What is the correct way to benchmark a function that uses KernelAbstractions.jl
(KA) kernels?
I noticed that KA/CUDA i.e. KA with the CUDA.jl
backend requires the @synchronize(device)
macro.
Consider this
@btime begin
mykernel!($b)
KernelAbstractions.synchronize($dev)
end setup = (copyto!($b, $a0))
@assert Array(b) == golden(a0)
where a0
is a host array and golden
the host function that performs a computation, b
a device array and mykernel
the device code attempting to do what golden
does but faster.
Is this the proper way to use BenchmarkTools.jl
to measure time?
With the KA/Metal, the @synchronize(device)

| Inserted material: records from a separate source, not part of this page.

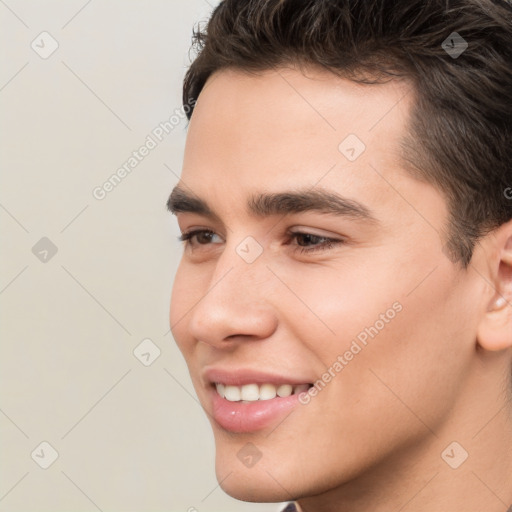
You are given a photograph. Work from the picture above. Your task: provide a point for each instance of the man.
(344, 299)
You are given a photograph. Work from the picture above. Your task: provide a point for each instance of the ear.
(495, 328)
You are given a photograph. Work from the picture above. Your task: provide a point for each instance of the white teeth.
(254, 392)
(267, 391)
(284, 390)
(232, 393)
(300, 388)
(250, 392)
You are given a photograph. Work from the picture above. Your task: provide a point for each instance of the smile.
(254, 392)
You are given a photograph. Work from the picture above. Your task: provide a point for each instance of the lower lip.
(252, 416)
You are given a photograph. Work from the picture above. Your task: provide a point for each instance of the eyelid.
(328, 243)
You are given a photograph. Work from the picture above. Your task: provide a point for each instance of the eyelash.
(328, 243)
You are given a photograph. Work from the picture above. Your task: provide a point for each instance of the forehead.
(282, 117)
(273, 130)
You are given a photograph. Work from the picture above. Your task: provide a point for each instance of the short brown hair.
(460, 133)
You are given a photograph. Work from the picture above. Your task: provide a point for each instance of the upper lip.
(241, 376)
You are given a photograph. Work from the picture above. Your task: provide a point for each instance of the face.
(317, 264)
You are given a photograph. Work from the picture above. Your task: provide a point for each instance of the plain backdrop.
(97, 410)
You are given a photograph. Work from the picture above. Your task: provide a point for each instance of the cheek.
(183, 298)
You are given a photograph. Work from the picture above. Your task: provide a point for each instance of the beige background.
(129, 437)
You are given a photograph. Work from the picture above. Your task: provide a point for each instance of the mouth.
(254, 392)
(244, 400)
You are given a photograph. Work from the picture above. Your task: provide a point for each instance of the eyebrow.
(277, 203)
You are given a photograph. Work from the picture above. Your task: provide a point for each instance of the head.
(349, 167)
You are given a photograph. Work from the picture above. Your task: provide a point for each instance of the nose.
(235, 304)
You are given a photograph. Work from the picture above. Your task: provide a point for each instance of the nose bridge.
(235, 301)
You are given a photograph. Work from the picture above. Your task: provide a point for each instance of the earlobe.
(495, 328)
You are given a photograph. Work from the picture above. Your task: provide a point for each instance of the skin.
(438, 372)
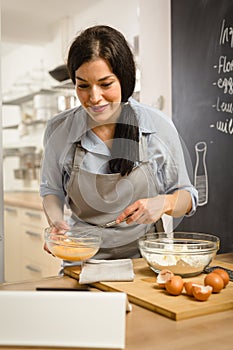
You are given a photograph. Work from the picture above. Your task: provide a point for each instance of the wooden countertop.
(30, 200)
(147, 330)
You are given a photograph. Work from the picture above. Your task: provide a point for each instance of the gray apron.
(96, 199)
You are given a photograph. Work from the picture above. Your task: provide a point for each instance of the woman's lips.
(98, 109)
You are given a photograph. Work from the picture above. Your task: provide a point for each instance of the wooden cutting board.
(144, 292)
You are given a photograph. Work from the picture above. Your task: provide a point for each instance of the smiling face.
(98, 90)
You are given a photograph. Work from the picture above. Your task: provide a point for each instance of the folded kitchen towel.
(106, 270)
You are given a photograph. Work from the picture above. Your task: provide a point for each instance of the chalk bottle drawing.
(200, 173)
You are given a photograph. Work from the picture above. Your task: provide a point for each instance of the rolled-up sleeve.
(170, 162)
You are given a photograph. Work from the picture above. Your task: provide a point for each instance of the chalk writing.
(225, 126)
(222, 106)
(224, 65)
(226, 84)
(226, 34)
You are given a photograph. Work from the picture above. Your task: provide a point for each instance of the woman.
(112, 157)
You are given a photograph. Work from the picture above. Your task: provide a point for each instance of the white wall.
(17, 64)
(155, 52)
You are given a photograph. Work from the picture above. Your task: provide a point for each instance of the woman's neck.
(105, 133)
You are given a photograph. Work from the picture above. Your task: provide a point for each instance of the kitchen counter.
(30, 200)
(148, 330)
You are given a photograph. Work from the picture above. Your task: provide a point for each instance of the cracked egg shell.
(188, 286)
(224, 274)
(175, 285)
(201, 292)
(215, 281)
(163, 277)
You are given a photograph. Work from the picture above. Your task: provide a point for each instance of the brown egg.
(188, 286)
(175, 285)
(164, 276)
(214, 280)
(200, 292)
(224, 275)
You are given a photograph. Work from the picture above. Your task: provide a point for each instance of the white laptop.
(63, 319)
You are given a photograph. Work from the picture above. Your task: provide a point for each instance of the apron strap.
(78, 155)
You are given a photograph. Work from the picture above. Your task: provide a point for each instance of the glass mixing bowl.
(75, 244)
(184, 253)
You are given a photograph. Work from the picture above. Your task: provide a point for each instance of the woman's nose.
(95, 94)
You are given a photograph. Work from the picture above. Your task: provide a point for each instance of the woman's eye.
(106, 84)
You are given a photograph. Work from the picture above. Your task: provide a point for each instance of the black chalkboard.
(202, 103)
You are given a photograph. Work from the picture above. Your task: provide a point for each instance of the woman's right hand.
(57, 227)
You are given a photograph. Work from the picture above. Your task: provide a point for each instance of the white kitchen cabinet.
(25, 258)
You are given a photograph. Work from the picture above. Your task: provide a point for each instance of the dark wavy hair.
(109, 44)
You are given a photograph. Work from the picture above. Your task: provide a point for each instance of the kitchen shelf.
(65, 85)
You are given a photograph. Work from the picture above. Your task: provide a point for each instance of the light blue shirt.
(165, 151)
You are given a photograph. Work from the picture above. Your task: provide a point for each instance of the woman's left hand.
(149, 210)
(145, 211)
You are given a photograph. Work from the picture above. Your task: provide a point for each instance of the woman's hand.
(149, 210)
(144, 211)
(58, 227)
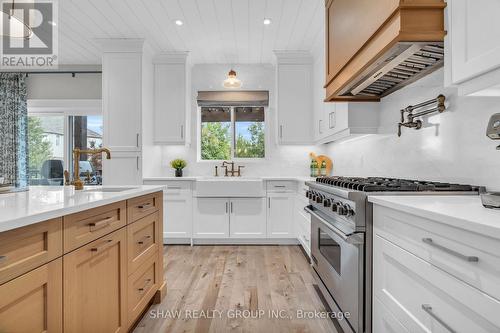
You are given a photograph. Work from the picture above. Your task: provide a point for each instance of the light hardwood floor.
(231, 279)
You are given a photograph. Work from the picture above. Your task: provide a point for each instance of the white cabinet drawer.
(451, 249)
(424, 298)
(281, 186)
(177, 186)
(384, 321)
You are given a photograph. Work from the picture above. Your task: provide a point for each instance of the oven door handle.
(354, 238)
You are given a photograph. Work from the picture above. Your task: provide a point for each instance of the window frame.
(66, 108)
(233, 138)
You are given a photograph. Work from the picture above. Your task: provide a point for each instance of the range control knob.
(349, 210)
(319, 198)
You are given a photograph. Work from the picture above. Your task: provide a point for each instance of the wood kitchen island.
(80, 261)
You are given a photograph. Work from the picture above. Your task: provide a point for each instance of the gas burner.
(381, 184)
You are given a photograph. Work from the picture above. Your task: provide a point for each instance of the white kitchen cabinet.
(171, 99)
(247, 217)
(426, 278)
(294, 97)
(280, 215)
(177, 212)
(122, 98)
(211, 218)
(124, 168)
(472, 47)
(340, 120)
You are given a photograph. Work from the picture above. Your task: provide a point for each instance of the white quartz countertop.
(42, 203)
(465, 211)
(195, 178)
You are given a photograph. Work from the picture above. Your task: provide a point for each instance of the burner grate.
(381, 184)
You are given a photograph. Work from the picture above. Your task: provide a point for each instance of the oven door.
(338, 260)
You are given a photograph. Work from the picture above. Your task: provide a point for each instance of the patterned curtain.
(13, 129)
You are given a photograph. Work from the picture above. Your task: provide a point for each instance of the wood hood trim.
(410, 22)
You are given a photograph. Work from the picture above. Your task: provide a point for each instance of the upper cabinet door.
(294, 101)
(474, 34)
(122, 100)
(170, 101)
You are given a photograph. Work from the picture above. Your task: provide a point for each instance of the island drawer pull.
(427, 308)
(430, 242)
(100, 224)
(102, 247)
(145, 285)
(145, 206)
(144, 238)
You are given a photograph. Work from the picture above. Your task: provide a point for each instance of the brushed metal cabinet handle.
(143, 206)
(144, 238)
(94, 226)
(428, 309)
(430, 242)
(101, 247)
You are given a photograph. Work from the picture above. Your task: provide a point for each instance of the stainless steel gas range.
(341, 238)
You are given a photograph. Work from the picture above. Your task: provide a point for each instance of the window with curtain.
(232, 132)
(52, 138)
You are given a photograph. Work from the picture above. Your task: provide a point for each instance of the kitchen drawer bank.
(104, 264)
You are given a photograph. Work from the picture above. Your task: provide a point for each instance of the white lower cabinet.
(211, 218)
(178, 212)
(417, 295)
(280, 215)
(248, 218)
(234, 218)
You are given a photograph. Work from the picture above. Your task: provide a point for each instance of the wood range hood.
(374, 48)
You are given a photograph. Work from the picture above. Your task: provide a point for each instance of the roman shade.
(233, 98)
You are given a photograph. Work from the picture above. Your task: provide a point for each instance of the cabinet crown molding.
(179, 57)
(293, 57)
(132, 45)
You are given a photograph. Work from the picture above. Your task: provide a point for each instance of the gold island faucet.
(77, 182)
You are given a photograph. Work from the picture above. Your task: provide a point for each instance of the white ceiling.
(214, 31)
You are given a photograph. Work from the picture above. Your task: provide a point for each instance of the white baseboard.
(246, 241)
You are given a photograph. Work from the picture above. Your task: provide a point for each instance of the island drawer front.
(424, 298)
(143, 239)
(142, 286)
(26, 248)
(281, 186)
(143, 206)
(470, 257)
(84, 227)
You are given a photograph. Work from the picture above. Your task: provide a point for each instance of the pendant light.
(231, 82)
(17, 28)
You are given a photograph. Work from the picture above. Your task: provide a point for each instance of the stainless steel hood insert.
(401, 65)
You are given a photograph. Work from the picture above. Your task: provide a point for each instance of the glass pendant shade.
(231, 82)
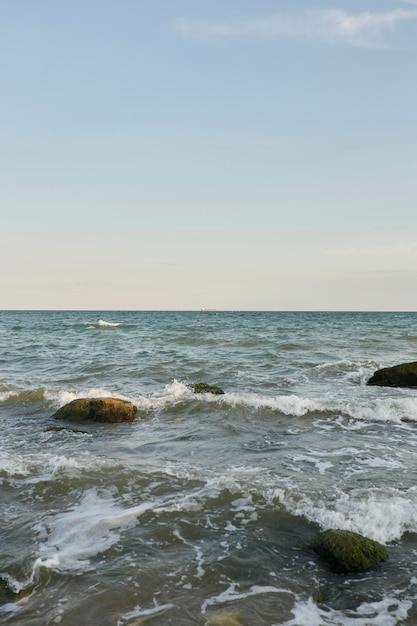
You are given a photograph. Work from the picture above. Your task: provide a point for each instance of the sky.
(230, 154)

macro seems to add too much time, and without it, the performance times matched the expected. I did not manage to demonstrate the need for it by breaking correctness by removing it
For instance, this did not fail
using CUDA, KernelAbstractions
@kernel inbounds=true function addone!(a)
i = @index(Global, Linear)
a[i] += 1
end
function test(n)
a = CuArray(rand(Float32, n,1))
c = copy(a) .+ 1
dev = get_backend(a)
kernel = addone!(dev, 1024)
for i = 1:100000
kernel(a, ndrange=n)
if !all(a .== c)
@warn "Failure!"
end
c .+= 1
end
end
test(2^25)
The main idea was that device array c
has the correct value that device array a
will get only after each kernel
invocation is completed. I ran it for 100K times and no failure. Why?